The statutes of the Maastricht Treaty actually stipulated that euro countries must budget in such a way that they build up enough confidence in the capital markets to get the loans they need at affordable interest rates. The central bank, for its part, was actually only supposed to ensure the stability of the euro, meaning it should only work toward price stability of the currency.

By buying up government bonds from the euro area, however, the ECB has entered terrain that is perilously close to indirect government financing.

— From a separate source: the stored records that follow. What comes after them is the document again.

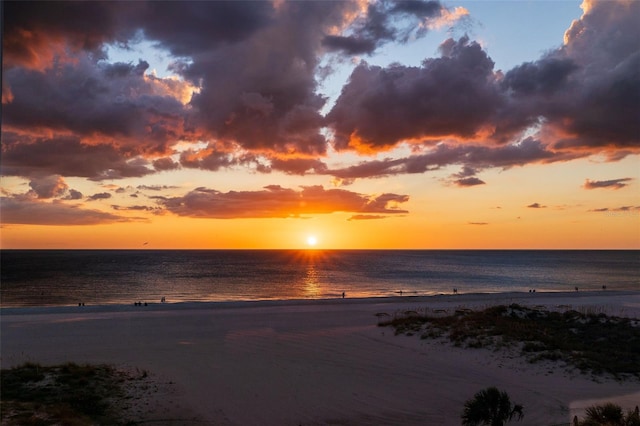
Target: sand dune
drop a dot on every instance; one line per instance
(310, 362)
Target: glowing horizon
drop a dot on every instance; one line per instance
(323, 125)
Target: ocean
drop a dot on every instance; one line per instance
(69, 277)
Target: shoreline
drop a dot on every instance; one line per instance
(312, 362)
(506, 297)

Little wonder that the euroskeptics across the bloc openly criticized the ECB. In Germany, for example, conservative and right-wing politicians in 2015 filed lawsuits against the Bundesbank's involvement in the ECB bond purchases, which were all rejected by the German Constitutional Court.

More powers, more staff

As a result of the euro crisis and the ECB's new role in fighting them, the central bank has been handed additional powers. It is now tasked with supervising the biggest eurozone banks, and is allowed to run regular banking stress tests on them. In this way, it aims to identify risks in the balance sheets at an early stage and have them remedied.

In addition, during the sovereign debt crisis in Europe, the ECB was part of a group of powerful political players, including the International Monetary Fund (IMF) and the EU Commission. They acted as lenders of last resort providing liquidity assistance to affected states.

As its tasks expanded, so did the ECB's balance sheet total. In the years between 2010 and 2016, it rose from €163 billion ($151 billion) to almost €349 billion. Last year it stood at roughly €700 billion. The number of employees at the ECB also doubled from around 1,600 in 2010 to around 3,500 today. 

This article was originally published in German.